# Admin (site-admin only)

> **Planned.** The admin API is not exposed yet. Site-admin
> actions today are reachable through the `/admin/` web UI and
> the `shithubd admin` CLI subcommands.

The site-admin surface is intentionally narrow: most operator
actions go through the CLI (`shithubd admin …`) where they're
auditable from journal logs.
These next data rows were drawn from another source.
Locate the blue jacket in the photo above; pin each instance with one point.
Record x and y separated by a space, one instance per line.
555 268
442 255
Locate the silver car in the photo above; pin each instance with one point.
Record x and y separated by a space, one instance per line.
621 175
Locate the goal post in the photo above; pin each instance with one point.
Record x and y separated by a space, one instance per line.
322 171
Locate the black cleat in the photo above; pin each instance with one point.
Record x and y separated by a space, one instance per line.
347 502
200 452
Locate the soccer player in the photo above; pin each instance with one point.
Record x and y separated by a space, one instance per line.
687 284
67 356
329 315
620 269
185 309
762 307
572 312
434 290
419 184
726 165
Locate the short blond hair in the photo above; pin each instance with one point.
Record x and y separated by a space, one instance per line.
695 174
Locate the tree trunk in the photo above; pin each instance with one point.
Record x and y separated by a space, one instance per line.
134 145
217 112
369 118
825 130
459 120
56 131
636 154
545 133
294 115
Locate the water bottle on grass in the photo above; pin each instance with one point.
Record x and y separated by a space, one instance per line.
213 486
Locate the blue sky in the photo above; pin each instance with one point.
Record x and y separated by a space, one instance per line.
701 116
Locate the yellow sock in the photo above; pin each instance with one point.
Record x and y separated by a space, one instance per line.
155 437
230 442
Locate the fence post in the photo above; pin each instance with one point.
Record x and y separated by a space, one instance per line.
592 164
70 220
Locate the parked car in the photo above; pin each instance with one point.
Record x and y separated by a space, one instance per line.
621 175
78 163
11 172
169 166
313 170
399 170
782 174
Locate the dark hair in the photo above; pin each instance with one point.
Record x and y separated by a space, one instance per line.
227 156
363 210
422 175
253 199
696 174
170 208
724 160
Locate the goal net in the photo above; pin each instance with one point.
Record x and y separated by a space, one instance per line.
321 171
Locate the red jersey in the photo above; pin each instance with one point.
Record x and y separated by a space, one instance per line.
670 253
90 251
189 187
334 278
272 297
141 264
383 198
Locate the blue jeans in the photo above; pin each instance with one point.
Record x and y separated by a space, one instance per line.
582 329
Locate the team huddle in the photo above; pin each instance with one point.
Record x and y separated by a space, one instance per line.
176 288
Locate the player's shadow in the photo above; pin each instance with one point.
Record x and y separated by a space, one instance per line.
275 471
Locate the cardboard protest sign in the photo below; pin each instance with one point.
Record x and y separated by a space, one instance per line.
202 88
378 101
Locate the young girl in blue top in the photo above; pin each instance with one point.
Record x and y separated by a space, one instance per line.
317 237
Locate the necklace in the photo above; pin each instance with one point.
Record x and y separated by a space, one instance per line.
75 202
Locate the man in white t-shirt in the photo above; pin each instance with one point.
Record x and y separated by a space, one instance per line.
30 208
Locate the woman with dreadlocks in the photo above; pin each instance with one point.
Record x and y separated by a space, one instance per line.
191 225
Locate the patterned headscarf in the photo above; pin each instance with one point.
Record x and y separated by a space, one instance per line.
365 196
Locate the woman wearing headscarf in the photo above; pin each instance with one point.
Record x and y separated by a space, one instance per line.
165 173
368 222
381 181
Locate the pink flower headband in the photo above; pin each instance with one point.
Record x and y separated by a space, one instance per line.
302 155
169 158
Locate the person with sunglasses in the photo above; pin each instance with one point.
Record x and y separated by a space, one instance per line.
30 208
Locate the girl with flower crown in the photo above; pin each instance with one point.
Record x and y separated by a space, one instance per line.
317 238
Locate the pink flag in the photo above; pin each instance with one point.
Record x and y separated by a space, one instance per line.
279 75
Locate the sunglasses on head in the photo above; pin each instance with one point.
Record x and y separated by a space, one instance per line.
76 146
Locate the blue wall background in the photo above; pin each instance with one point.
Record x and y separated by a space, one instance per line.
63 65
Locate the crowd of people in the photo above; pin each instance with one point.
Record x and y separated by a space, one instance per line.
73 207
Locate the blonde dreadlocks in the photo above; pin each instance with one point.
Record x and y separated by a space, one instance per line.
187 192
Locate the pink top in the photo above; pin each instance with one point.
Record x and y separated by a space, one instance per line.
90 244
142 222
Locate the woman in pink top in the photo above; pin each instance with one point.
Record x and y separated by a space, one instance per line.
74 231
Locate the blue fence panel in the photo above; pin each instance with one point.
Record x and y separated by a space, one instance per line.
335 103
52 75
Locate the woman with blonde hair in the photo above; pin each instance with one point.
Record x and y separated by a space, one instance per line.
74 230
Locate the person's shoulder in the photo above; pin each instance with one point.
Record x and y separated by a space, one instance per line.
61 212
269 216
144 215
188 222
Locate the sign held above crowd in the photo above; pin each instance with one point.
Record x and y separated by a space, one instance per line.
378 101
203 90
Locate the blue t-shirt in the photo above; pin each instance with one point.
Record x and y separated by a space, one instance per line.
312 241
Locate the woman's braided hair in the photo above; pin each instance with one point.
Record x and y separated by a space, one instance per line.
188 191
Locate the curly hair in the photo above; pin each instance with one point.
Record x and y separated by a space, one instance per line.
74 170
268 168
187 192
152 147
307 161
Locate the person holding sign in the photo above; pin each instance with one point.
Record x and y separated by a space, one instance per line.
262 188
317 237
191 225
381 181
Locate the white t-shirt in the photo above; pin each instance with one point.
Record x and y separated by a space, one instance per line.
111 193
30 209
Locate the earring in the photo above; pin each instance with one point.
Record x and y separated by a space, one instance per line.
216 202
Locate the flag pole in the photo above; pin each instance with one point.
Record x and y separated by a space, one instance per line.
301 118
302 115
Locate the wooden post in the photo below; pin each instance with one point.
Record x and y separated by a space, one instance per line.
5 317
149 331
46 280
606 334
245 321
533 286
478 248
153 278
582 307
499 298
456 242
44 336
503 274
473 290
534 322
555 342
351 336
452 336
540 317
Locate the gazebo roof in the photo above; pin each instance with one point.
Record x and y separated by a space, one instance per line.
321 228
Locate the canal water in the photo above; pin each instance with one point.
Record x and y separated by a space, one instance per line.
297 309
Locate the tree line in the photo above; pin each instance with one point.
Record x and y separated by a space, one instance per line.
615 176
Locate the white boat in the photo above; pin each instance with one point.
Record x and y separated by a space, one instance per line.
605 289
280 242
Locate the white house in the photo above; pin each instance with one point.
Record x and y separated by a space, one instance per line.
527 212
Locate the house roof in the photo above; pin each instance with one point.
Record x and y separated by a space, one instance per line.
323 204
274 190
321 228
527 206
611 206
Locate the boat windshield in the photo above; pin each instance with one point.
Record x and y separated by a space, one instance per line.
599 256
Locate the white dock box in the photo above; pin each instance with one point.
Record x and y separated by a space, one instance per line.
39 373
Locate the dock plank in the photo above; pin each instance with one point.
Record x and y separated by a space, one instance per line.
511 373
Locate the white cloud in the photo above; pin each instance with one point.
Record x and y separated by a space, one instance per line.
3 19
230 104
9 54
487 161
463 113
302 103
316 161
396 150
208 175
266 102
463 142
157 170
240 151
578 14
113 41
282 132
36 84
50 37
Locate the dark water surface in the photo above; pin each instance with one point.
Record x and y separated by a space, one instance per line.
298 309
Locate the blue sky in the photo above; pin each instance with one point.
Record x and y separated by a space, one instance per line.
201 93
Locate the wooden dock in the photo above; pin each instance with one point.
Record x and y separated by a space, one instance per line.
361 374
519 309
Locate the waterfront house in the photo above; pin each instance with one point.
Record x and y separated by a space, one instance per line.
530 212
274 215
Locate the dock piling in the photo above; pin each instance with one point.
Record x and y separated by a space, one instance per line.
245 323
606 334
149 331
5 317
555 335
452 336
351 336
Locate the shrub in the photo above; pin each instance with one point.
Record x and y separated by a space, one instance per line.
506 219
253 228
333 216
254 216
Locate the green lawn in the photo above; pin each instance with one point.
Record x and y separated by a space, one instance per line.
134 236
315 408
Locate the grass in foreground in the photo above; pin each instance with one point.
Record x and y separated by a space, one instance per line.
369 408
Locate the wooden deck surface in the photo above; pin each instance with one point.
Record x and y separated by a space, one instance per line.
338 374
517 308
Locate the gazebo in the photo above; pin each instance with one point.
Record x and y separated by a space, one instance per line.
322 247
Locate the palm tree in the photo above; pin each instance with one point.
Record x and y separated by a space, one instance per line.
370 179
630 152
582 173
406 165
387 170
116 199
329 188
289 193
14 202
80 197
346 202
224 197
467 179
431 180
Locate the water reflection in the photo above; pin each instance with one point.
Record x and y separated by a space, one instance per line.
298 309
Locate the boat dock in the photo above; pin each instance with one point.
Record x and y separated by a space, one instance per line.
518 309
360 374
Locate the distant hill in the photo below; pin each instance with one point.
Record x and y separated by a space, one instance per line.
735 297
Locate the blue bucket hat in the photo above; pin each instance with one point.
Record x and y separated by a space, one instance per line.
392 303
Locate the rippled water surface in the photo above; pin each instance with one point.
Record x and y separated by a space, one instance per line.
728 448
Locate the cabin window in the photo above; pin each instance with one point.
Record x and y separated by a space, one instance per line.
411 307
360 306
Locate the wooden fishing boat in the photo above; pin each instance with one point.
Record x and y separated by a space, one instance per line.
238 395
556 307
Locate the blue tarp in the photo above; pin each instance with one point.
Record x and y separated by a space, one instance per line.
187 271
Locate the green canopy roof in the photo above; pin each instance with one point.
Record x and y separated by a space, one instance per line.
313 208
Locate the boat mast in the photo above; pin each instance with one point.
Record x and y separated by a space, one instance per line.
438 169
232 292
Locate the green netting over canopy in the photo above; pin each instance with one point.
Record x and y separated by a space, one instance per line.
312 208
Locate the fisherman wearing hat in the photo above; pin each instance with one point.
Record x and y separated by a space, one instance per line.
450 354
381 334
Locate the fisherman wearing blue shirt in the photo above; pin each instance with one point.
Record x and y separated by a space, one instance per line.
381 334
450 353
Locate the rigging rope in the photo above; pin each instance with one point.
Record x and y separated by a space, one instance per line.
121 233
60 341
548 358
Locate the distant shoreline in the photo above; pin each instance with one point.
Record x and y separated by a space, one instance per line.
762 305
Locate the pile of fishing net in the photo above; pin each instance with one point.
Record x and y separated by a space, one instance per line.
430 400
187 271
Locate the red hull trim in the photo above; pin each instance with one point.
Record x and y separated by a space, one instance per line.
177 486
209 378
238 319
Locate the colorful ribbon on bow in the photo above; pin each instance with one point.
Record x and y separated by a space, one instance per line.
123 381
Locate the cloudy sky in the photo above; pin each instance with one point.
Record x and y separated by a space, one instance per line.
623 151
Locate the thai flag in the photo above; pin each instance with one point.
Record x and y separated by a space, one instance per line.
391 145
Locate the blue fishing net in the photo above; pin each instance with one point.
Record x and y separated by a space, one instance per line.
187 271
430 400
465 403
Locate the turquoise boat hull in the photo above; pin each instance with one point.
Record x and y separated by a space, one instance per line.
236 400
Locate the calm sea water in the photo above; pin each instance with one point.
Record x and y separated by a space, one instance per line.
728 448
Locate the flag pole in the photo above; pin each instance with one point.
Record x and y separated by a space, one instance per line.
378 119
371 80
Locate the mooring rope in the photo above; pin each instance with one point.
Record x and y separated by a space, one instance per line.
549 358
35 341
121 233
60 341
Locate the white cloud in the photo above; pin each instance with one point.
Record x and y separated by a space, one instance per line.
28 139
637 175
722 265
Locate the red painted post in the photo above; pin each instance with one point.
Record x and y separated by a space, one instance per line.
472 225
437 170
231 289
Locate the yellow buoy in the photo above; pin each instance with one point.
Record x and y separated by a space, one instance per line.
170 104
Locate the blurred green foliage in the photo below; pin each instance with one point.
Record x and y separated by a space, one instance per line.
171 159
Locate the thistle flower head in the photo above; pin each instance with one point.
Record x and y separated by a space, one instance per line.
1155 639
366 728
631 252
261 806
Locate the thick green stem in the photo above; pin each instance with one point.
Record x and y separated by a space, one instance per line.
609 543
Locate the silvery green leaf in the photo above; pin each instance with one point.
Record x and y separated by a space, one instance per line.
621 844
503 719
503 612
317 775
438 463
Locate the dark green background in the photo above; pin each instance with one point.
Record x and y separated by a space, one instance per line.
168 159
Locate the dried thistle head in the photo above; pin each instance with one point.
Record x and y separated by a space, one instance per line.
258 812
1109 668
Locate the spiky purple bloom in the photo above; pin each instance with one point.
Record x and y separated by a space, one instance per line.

The planned API here exists for
automation that's already authenticated as a site admin (e.g.,
an SSO/SCIM bridge).

## Planned routes

| Method | Path                                     | Scope          | Purpose                          |
|--------|------------------------------------------|----------------|----------------------------------|
| GET    | `/api/v1/admin/users`                    | site-admin     | List users (paginated).          |
| GET    | `/api/v1/admin/users/{id}`               | site-admin     | One user, with admin-only fields.|
| POST   | `/api/v1/admin/users/{id}/suspend`       | site-admin     | Freeze the account.              |
| POST   | `/api/v1/admin/users/{id}/reinstate`     | site-admin     | Un-freeze.                       |
| POST   | `/api/v1/admin/users/{id}/reset-password`| site-admin     | Force a password reset email.    |
| POST   | `/api/v1/admin/users/{id}/site-admin`    | site-admin     | Grant or revoke site-admin bit.  |

## Authorization

A regular PAT — even one held by a user who is a site admin — is
**not enough** by itself; the admin endpoints require both:

- The token's owner has the `is_site_admin` flag set.
- The token has the `admin:site` scope (separate from `admin:org`).

Both checks must pass; either alone returns 403.

## Audit

Every admin API call writes to the same `admin_audit_log` the
web admin UI uses. Each row carries the calling site admin's id,
the target id, the action, and the request IP.